Informational classes
All classes are held at the Casey Trees Headquarters, at 3030 12 Street NE. Light meals are provided.
  • Trees 101 Saturday, January  21, 9 a.m. - 2 p.m. This Citizen Forester-qualifying course will give you an overview of tree anatomy, tree identification and the benefits provided by an urban forest. 
  • Stand Up for Trees: Saturday, February  4, 9 a.m. - 2 p.m. Learn how to advocate for trees in your community and become a Citizen Forester.
  • What's Bugging D.C. - Our Urban Forest Pests: Wednesday, February 8, 6:30 p.m. - 9 p.m. Learn about the major pests that threaten D.C.'s urban forest and what is being done to manage them. 
  • Trees 201: Saturday, February  11, 9 a.m. - noon. Geared toward Citizen Foresters and Project Organizers, Trees 201 will teach you year-round tree characteristics and limitations or tolerances in urban conditions.
  • Forest Gardens: Wednesday, February 22, 6:30 p.m. - 9:30 p.m. Instructor and Researcher Lincoln Smith will focus on how to produce food such as vegetables, flour and nuts in healthy ecosystems.

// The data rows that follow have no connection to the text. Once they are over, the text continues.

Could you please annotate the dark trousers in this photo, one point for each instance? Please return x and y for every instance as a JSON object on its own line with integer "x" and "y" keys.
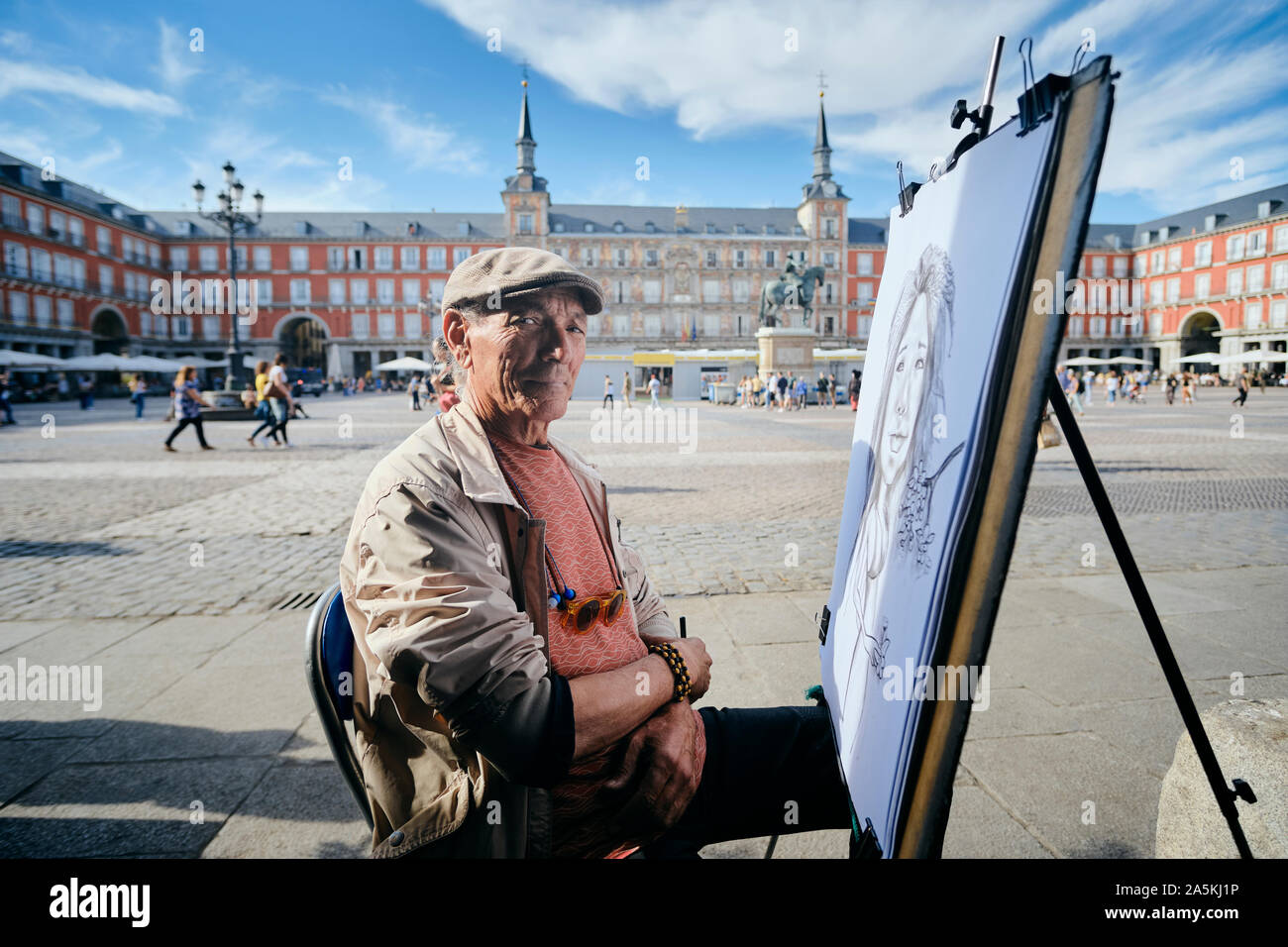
{"x": 183, "y": 423}
{"x": 769, "y": 771}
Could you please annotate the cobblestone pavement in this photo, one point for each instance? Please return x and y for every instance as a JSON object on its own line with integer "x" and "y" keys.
{"x": 107, "y": 544}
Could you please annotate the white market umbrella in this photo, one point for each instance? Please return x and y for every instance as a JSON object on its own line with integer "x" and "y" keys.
{"x": 29, "y": 360}
{"x": 406, "y": 364}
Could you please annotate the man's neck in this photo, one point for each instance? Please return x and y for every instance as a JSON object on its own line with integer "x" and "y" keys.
{"x": 518, "y": 429}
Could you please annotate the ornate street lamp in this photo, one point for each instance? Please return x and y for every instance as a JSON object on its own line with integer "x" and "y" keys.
{"x": 231, "y": 219}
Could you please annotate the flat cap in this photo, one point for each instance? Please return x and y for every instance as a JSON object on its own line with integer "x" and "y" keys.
{"x": 518, "y": 270}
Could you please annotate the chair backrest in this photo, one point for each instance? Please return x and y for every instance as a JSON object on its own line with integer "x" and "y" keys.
{"x": 329, "y": 667}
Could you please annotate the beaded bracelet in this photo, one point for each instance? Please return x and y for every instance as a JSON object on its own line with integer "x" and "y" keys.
{"x": 679, "y": 671}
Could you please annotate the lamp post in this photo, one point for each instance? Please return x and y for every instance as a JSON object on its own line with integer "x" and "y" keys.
{"x": 231, "y": 219}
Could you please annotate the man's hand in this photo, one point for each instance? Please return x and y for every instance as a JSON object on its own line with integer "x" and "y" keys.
{"x": 696, "y": 659}
{"x": 658, "y": 774}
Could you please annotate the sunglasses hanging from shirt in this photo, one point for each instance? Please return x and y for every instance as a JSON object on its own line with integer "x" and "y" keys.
{"x": 578, "y": 612}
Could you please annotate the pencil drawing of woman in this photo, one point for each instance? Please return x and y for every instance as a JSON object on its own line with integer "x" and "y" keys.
{"x": 897, "y": 510}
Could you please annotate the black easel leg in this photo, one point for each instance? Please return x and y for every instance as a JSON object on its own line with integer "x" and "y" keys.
{"x": 1225, "y": 795}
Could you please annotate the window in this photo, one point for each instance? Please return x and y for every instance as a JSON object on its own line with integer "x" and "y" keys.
{"x": 1279, "y": 275}
{"x": 1256, "y": 278}
{"x": 18, "y": 307}
{"x": 14, "y": 260}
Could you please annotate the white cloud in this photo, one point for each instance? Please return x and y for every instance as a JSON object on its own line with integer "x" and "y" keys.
{"x": 75, "y": 82}
{"x": 175, "y": 62}
{"x": 417, "y": 140}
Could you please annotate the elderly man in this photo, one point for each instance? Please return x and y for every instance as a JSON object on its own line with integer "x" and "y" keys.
{"x": 522, "y": 689}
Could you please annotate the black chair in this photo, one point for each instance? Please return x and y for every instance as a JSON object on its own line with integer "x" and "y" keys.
{"x": 327, "y": 659}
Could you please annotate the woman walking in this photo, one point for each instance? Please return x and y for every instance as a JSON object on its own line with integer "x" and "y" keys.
{"x": 262, "y": 411}
{"x": 187, "y": 406}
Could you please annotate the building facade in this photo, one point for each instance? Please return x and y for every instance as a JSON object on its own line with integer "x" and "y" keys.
{"x": 344, "y": 291}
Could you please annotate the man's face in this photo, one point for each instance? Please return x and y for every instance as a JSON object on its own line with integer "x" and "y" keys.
{"x": 524, "y": 360}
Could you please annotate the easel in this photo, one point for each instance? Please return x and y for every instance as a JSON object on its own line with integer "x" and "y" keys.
{"x": 1225, "y": 795}
{"x": 1035, "y": 106}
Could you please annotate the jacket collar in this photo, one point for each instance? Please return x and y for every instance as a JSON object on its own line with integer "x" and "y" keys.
{"x": 481, "y": 474}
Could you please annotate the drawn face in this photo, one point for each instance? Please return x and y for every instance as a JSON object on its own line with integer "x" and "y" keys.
{"x": 907, "y": 382}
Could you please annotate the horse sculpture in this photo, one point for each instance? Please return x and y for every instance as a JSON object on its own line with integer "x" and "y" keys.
{"x": 789, "y": 291}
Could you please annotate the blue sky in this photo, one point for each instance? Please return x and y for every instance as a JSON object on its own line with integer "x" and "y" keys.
{"x": 719, "y": 97}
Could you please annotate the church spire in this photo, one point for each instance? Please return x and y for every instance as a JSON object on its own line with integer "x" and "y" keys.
{"x": 822, "y": 150}
{"x": 524, "y": 144}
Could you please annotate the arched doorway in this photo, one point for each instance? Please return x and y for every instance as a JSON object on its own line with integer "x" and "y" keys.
{"x": 1198, "y": 335}
{"x": 107, "y": 329}
{"x": 303, "y": 341}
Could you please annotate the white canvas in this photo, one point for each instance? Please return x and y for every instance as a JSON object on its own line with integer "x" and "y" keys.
{"x": 947, "y": 278}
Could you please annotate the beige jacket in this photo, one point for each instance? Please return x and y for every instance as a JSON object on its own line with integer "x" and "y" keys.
{"x": 445, "y": 589}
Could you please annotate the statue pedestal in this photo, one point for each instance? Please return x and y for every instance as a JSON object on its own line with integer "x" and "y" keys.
{"x": 787, "y": 350}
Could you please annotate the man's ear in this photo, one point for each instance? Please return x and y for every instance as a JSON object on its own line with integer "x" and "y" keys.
{"x": 456, "y": 335}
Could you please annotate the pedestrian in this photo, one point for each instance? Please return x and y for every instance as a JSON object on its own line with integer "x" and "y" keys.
{"x": 5, "y": 397}
{"x": 1241, "y": 384}
{"x": 187, "y": 407}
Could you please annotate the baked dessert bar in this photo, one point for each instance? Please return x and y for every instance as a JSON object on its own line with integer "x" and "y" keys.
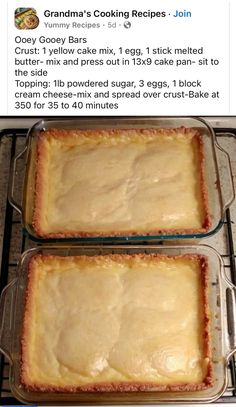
{"x": 119, "y": 183}
{"x": 116, "y": 323}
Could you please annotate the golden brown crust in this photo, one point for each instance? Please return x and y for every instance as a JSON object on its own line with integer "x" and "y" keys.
{"x": 116, "y": 386}
{"x": 62, "y": 134}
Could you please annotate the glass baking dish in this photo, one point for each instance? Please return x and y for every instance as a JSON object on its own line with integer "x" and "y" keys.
{"x": 217, "y": 171}
{"x": 221, "y": 298}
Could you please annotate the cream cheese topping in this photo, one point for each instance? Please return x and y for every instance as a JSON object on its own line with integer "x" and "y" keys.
{"x": 111, "y": 319}
{"x": 122, "y": 184}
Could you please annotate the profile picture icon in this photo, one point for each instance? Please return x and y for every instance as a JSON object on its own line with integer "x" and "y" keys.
{"x": 26, "y": 18}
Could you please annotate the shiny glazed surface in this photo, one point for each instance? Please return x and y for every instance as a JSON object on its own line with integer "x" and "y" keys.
{"x": 129, "y": 182}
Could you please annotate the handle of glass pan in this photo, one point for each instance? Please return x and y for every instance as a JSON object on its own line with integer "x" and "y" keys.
{"x": 11, "y": 188}
{"x": 6, "y": 314}
{"x": 225, "y": 177}
{"x": 230, "y": 296}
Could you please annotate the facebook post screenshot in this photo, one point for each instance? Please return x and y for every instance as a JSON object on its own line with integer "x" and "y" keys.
{"x": 117, "y": 203}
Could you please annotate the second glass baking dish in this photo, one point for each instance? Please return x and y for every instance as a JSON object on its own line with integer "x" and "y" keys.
{"x": 217, "y": 171}
{"x": 220, "y": 297}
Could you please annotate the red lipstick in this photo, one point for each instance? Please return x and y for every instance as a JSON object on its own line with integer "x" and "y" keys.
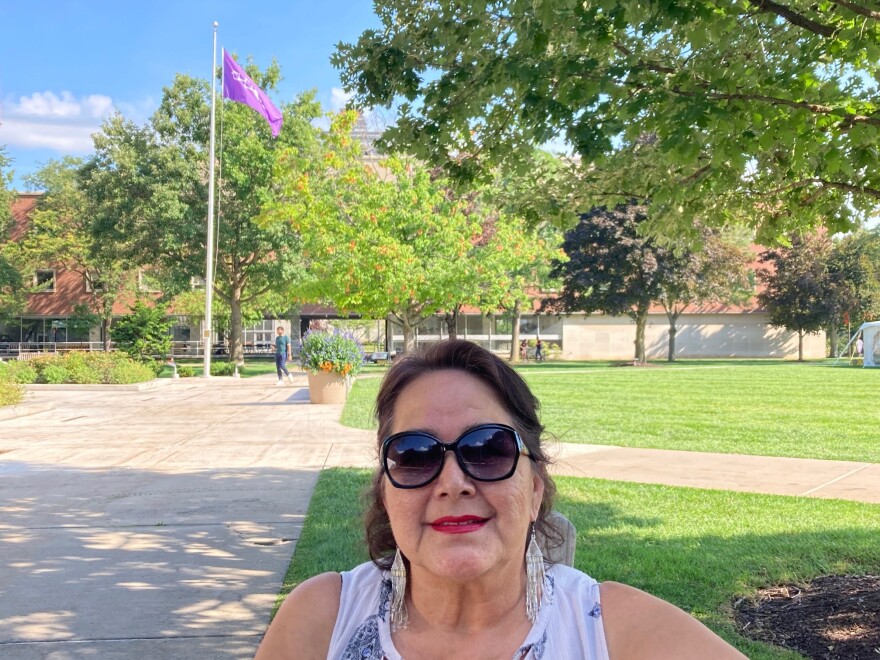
{"x": 458, "y": 524}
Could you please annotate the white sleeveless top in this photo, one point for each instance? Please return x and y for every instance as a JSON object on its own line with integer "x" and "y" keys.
{"x": 569, "y": 623}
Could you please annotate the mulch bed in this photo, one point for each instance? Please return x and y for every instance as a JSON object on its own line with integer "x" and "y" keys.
{"x": 835, "y": 617}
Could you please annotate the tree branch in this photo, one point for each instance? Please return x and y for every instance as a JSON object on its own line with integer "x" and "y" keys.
{"x": 858, "y": 9}
{"x": 793, "y": 17}
{"x": 838, "y": 185}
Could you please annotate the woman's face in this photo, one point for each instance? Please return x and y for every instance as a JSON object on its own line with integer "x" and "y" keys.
{"x": 496, "y": 514}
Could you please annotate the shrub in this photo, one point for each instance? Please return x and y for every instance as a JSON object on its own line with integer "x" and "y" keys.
{"x": 222, "y": 368}
{"x": 337, "y": 352}
{"x": 20, "y": 372}
{"x": 11, "y": 392}
{"x": 54, "y": 374}
{"x": 128, "y": 371}
{"x": 143, "y": 334}
{"x": 79, "y": 368}
{"x": 82, "y": 369}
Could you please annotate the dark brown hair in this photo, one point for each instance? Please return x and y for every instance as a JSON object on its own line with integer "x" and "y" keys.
{"x": 511, "y": 390}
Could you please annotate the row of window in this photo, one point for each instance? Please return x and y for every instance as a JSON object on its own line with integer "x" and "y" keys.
{"x": 44, "y": 282}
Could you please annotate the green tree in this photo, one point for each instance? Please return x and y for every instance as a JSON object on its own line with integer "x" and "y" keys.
{"x": 753, "y": 110}
{"x": 150, "y": 187}
{"x": 714, "y": 271}
{"x": 143, "y": 334}
{"x": 855, "y": 258}
{"x": 521, "y": 270}
{"x": 612, "y": 268}
{"x": 385, "y": 240}
{"x": 11, "y": 285}
{"x": 60, "y": 232}
{"x": 800, "y": 294}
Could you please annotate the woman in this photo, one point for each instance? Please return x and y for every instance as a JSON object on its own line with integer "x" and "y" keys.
{"x": 461, "y": 494}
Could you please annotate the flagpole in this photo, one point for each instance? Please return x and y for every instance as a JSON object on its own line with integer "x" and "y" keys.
{"x": 209, "y": 243}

  • Remarkable Trees of Virginia: Friday, March 23, 6:30 p.m. - 9:30 p.m. Join Dr. Jeff Kirwan, co-author of Remarkable Trees of Virginia, for a discussion about remarkable and historical trees in Virginia. 
Casey Trees' Shawn Walker shows a participant how to prune trees at Dangerfield Island last winter.

Workshops and Tree Walks
  • Pruning Workshop: Saturday, January 14, 9:30 a.m. - noon. Location: Dangerfield Island, Alexandria. Join Barry Stahl, horticulturist for the National Park Service, for hands-on practice with pruning trees.
  • Winter ID - Trees In Transition Tree WalkSaturday, March 10. Location: Rock Creek Trail at Beach Drive, Maryland. Melanie Choukas-Bradley, author of City of Trees, will lead a winter hike and put your tree identifying skills to the test in Rock Creek Park.